Data cleaning example project
Fri 06 March 2020
The data used in this example project is the titanic dataset which is a very common and widely used dataset and therefore also quite uninteresting as subject to an extensive data analysis or machine learning. But the version of the dataset that I have required suits the purpose of illustrating my data cleaning capabilities very well because it consists of different parts that have to be put together and contains problematic values of different kinds which have to be handled.
Imports and display setup:
import pandas as pd
Connecting the different parts of the dataset¶
Connecting part 1 and part 2:
part_1_df = pd.read_excel("./data/datasæt del1.xlsx")
part_2_df = pd.read_csv("./data/datasæt del2 komma.csv")
titanic_df = pd.concat([part_1_df, part_2_df])
titanic_df.reset_index(drop=True, inplace=True)
titanic_df.tail()
Adding names to the dataframe:
names_txt = pd.read_csv('./data/navne.txt', sep=",", header=None)
names_column = names_txt.loc[1:,1].reset_index(drop=True)
titanic_df['name'] = names_column
titanic_df.head()
Setting case_id as the index of the dataframe:
titanic_df.set_index('case_id', inplace=True)
Data cleaning¶
Removing duplicates in the dataset:
print('Locating duplicates:')
display(titanic_df[titanic_df.duplicated()])
print('\n Duplicates before:')
display(titanic_df.loc[550:551])
titanic_df = titanic_df.drop_duplicates()
# Showing the duplicate
print('\n Duplicates after:')
display(titanic_df.loc[550:551])
Removing row which contains too high fare value:
# Change the type in the fare column to float
titanic_df['fare'].replace('.', 0.0, inplace=True)
numeric_fare = pd.to_numeric(titanic_df['fare'])
titanic_df.loc[:, 'fare'] = numeric_fare
# Finding the row with the maximum fare value and removing it from the dataframe
print('Max fare value before:')
display(titanic_df.loc[titanic_df['fare'] == titanic_df['fare'].max()])
titanic_df.drop(60, axis=0, inplace=True)
print('\n Max fare value after:')
display(titanic_df.loc[titanic_df['fare'] == titanic_df['fare'].max()])
Removing datasource where the death is hard to determine:
# Locate values which are different than 0 and 1 in the survived column
print('Values different than 0 or 1 in survived column before:')
display(titanic_df.loc[~titanic_df['survived'].isin([1,0])])
titanic_df.drop(325, axis=0, inplace=True)

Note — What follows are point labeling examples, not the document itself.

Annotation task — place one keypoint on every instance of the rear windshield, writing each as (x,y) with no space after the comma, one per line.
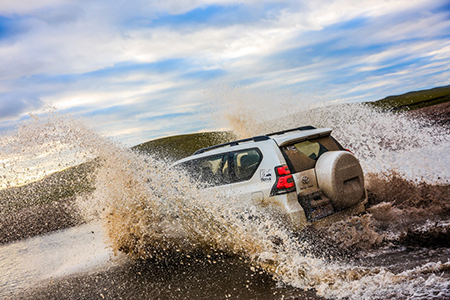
(303,156)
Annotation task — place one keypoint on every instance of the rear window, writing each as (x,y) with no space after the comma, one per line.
(303,155)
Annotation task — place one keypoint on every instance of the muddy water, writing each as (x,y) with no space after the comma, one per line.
(181,242)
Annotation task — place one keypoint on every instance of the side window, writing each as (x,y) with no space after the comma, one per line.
(246,163)
(212,170)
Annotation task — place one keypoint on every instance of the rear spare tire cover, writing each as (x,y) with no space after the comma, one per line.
(341,178)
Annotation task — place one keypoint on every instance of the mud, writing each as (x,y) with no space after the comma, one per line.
(37,220)
(200,277)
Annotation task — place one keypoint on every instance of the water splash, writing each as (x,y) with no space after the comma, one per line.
(150,210)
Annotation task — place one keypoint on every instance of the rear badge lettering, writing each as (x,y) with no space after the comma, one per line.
(266,175)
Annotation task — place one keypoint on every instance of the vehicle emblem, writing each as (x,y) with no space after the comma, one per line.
(305,179)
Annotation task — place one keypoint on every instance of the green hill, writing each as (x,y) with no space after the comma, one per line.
(77,180)
(173,148)
(414,100)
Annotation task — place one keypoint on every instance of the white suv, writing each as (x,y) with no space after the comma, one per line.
(303,174)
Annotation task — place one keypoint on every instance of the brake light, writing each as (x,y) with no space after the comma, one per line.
(283,170)
(285,182)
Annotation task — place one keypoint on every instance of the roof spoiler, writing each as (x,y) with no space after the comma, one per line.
(258,138)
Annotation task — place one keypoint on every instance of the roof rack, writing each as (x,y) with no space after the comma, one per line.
(234,143)
(309,127)
(258,138)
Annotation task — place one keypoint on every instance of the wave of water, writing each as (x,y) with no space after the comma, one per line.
(149,210)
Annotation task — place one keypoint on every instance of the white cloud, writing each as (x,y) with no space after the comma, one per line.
(79,37)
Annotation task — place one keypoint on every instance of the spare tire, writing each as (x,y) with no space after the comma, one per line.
(340,177)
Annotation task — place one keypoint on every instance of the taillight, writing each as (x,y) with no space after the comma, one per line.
(283,170)
(285,182)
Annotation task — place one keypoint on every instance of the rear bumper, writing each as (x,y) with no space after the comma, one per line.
(299,221)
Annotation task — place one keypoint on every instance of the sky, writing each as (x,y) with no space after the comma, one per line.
(139,70)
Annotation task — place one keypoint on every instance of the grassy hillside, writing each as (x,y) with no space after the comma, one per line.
(60,185)
(176,147)
(414,100)
(77,180)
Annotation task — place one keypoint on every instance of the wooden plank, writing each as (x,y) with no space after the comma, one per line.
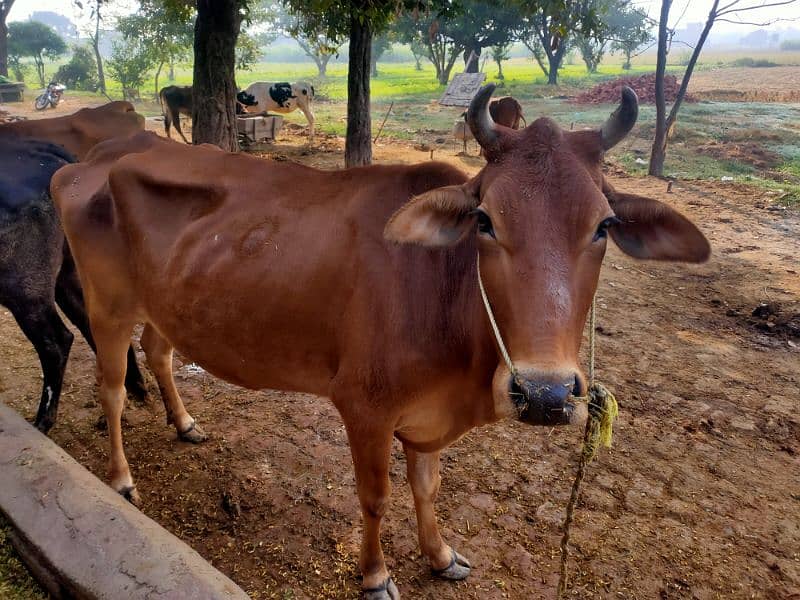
(82,539)
(462,88)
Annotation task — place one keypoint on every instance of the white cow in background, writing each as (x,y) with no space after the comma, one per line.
(284,97)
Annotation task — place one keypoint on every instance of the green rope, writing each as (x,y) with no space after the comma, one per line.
(603,409)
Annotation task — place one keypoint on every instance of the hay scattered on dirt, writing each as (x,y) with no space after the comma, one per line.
(749,153)
(645,87)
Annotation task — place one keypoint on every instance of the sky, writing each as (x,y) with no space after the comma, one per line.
(695,11)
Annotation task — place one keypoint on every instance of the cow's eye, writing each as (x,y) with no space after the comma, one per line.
(484,223)
(602,229)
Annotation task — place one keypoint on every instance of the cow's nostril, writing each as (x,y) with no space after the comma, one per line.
(577,388)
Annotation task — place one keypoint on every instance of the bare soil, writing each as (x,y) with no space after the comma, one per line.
(747,84)
(698,499)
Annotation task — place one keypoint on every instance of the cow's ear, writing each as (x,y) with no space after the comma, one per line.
(440,217)
(650,229)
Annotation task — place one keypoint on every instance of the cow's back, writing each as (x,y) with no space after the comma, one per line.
(81,131)
(233,257)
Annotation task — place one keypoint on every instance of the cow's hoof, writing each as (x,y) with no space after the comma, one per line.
(193,434)
(457,570)
(45,424)
(131,495)
(386,591)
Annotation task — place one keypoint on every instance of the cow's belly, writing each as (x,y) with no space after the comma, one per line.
(250,305)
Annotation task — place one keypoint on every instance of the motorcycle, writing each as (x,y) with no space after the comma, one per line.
(52,96)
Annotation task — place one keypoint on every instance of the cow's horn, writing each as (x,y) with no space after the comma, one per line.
(622,120)
(479,119)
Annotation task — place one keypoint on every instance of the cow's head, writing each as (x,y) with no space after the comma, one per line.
(541,215)
(246,99)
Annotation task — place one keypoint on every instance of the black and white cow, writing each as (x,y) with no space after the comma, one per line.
(36,267)
(285,97)
(177,100)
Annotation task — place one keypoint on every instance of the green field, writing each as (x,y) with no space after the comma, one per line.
(417,117)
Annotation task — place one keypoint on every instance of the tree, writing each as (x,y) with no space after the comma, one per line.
(129,63)
(310,34)
(619,24)
(80,73)
(216,30)
(95,10)
(739,9)
(63,26)
(381,44)
(167,37)
(357,20)
(37,40)
(5,8)
(459,29)
(248,51)
(632,30)
(545,28)
(500,54)
(422,32)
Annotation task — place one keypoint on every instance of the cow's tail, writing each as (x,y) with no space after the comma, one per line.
(165,111)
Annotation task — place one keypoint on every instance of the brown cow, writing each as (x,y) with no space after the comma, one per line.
(82,130)
(362,285)
(505,111)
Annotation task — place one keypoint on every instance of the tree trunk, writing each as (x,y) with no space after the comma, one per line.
(158,72)
(358,144)
(214,87)
(659,150)
(554,59)
(3,46)
(39,62)
(471,66)
(101,76)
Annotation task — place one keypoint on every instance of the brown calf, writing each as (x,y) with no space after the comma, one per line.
(362,285)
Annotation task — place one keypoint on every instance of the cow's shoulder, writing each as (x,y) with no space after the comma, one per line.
(26,166)
(77,188)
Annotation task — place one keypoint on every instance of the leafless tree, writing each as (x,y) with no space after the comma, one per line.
(5,8)
(730,11)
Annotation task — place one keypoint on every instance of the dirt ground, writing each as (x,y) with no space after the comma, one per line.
(698,498)
(747,84)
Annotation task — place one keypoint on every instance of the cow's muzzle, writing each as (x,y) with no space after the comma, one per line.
(541,402)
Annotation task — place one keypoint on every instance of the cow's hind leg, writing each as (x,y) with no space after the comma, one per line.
(176,118)
(69,297)
(41,324)
(423,475)
(371,450)
(159,359)
(113,338)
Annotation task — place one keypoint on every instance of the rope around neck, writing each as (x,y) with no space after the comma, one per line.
(602,408)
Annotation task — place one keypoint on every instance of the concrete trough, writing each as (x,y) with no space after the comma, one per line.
(83,540)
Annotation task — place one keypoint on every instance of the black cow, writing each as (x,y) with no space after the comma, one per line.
(177,100)
(36,267)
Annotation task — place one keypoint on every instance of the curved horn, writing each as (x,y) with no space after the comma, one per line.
(479,119)
(622,120)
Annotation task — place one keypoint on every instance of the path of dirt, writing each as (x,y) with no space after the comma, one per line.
(699,498)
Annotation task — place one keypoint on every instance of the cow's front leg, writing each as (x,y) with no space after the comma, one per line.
(371,449)
(423,475)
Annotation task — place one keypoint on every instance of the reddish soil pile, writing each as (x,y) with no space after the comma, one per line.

print('\n Values different than 0 or 1 in survived column after:')
display(titanic_df.loc[~titanic_df['survived'].isin([1,0])])
Removing data scource where age is below 0:
print('Value in age column below 0 before:')
display(titanic_df.loc[titanic_df['age'] < 0])
titanic_df.drop(172, axis=0, inplace=True)
print('\n Value in age column below 0 after:')
display(titanic_df.loc[titanic_df['age'] < 0])
Further cleaning of data¶
Overview of the cleaned dataframe as it is now:
print('Summary info about the dataframe:\n')
display(titanic_df.info())
print('\n Data types:')
display(titanic_df.dtypes)
Turning sibsp (sibling/spouse) and parch (parent/child) columns into one column called family and removing the individual columns:
titanic_df['family_size'] = titanic_df['sibsp'] + titanic_df['parch'] + 1
titanic_df = titanic_df.drop('sibsp', axis=1)
titanic_df = titanic_df.drop('parch', axis=1)
display(titanic_df.head())
Locating NaN values in the dataset:
titanic_df.isnull().sum()
Removing the cabin, boat, and body columns because it contains way too many NaN values:
titanic_df.drop(columns='cabin', inplace=True)
titanic_df.drop(columns='boat', inplace=True)
titanic_df.drop(columns='body', inplace=True)
Replacing NaN values in age col with median values:
titanic_df['age'] = titanic_df['age'].fillna(titanic_df['age'].median())
Replacing NaN values in embarked col with embarked value with highest frequency:
display(titanic_df['embarked'].mode())
titanic_df['embarked'] = titanic_df['embarked'].fillna('S')
Creating adult col to indicate if the person is an adult or a child:
titanic_df['adult'] = 0
titanic_df['adult'][titanic_df['age'] >= 18] = 1
Renaming pclass column to something that is more interpretable:
titanic_df.rename(columns={'pclass': 'price_class'}, inplace=True)
The cleaned dataset now looks like this:
titanic_df.head()